Category Archives: Culture

Last five things that brought me closer to transmedia guru Jeff Gomez


The shortest distance between two people is a story

This is part two of a two-part post written by Mitesh Solanki – Click here to read part one. In part one, we looked at the first five things that brought me closer to transmedia guru Jeff Gomez. They are:

  1. Threshold assessment
  2. Story telling with campfires and firewalls
  3. Transmedia is not (common stereotypes)
  4. Transmedia is
  5. The audience

This post explores the ‘last 5 things’:

  1. Success criteria
  2. The grand narrative
  3. A character’s aspirational drivers
  4. Distant mountains
  5. The story canon

(Please note, this post contains excerpts from my notes taken when I attended X Media Labs’ Jeff Gomez Transmedia Masterclass 2011)

6.0 – Success criteria

Take Out: What may seem an obvious list of things to ‘tick off ‘ to ensure a successful transmedia activity, is by no means child’s play to ensure all the elements hum beautifully simultaneously – and therein lies the craft of a genius.

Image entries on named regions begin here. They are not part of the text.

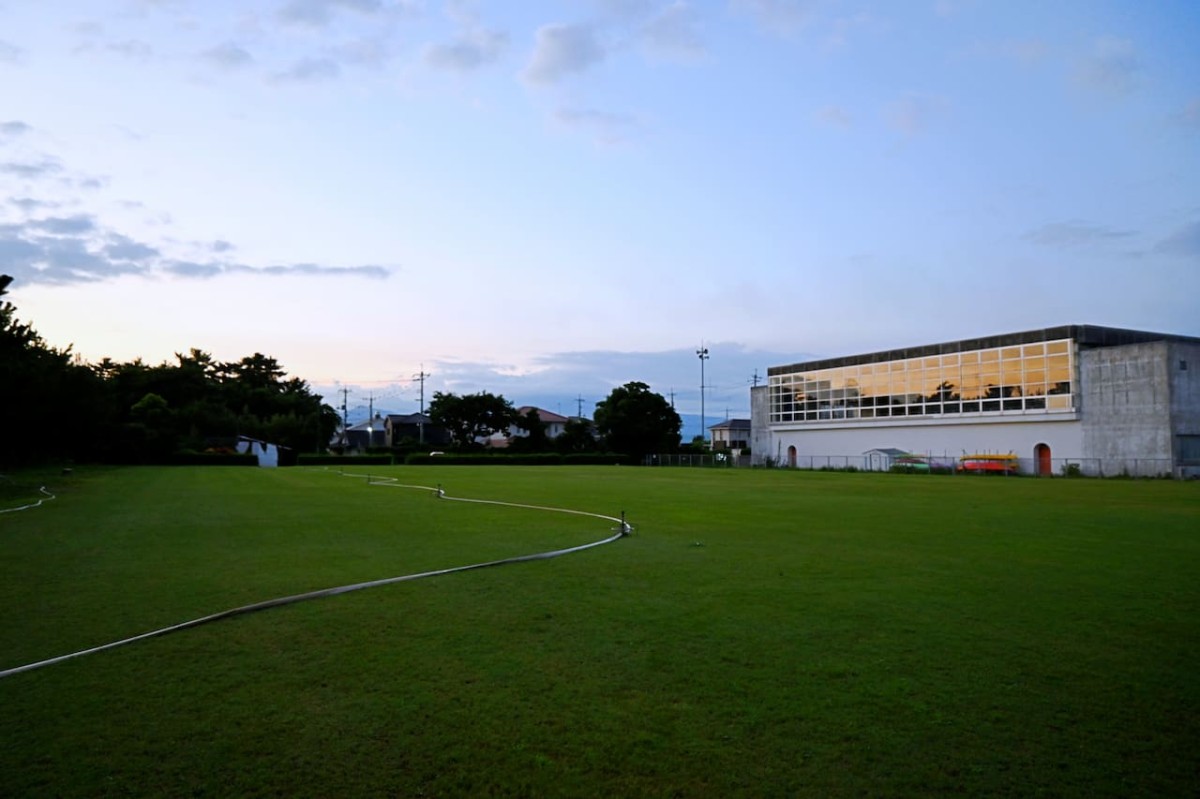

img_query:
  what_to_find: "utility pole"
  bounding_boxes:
[342,386,350,447]
[696,342,708,444]
[413,364,433,444]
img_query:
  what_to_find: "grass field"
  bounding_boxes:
[0,467,1200,797]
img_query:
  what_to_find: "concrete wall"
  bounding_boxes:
[750,385,775,465]
[755,411,1084,473]
[1166,342,1200,476]
[1079,341,1172,463]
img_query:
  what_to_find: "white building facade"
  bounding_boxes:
[751,325,1200,476]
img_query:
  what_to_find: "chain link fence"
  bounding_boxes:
[643,452,1200,480]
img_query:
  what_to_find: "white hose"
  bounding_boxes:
[0,473,632,678]
[0,486,54,513]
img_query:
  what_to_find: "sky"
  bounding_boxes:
[0,0,1200,438]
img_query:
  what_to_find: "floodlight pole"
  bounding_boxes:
[696,344,708,444]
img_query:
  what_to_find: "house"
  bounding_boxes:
[342,414,388,452]
[484,405,571,449]
[708,419,750,450]
[384,414,450,446]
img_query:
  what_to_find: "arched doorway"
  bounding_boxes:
[1033,444,1054,476]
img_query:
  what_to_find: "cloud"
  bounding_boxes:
[104,40,154,61]
[0,215,390,284]
[1075,36,1141,95]
[730,0,816,37]
[253,264,391,280]
[1171,97,1200,131]
[200,42,254,70]
[26,214,96,236]
[1025,221,1133,247]
[271,58,342,84]
[0,158,62,180]
[1154,221,1200,259]
[884,92,947,136]
[8,197,59,214]
[523,24,606,85]
[278,0,383,28]
[425,29,509,72]
[814,106,853,128]
[0,38,25,65]
[102,233,161,262]
[967,38,1050,66]
[554,108,641,144]
[642,0,706,59]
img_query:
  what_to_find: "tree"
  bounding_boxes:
[595,383,683,458]
[430,391,517,449]
[0,275,101,465]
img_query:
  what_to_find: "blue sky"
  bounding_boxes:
[0,0,1200,436]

The criteria, or the main 10 attributes to a successful transmedia activity, include:

i. Break or remove the frame

– to exist beyond the screen frame and create the sense that a rich story is constantly continuing beyond the frame

ii. Story arc development

– a story arc will help to effect change by moving a character from one situation to another. There are many ways to develop an arc, for instance an 8-point arc, a 3-arc animation, or a traditional 3-act structure. The point is to have one that starts and ends, unlike stories such as ‘Lost’ that didn’t really have an end point (because the writers were probably paid one episode at a time).

iii. A convincing presentation that takes ‘the world’ and the viewer seriously

– reads as authentic and can stand up to scrutiny of a serious viewer, which means a lot of things including logic across the story (things need to make logical sense). The logic doesn’t have to make sense in the real world of the audience, however if there is new logic that would only exists in the ‘story world’ then it needs a convincing presentation.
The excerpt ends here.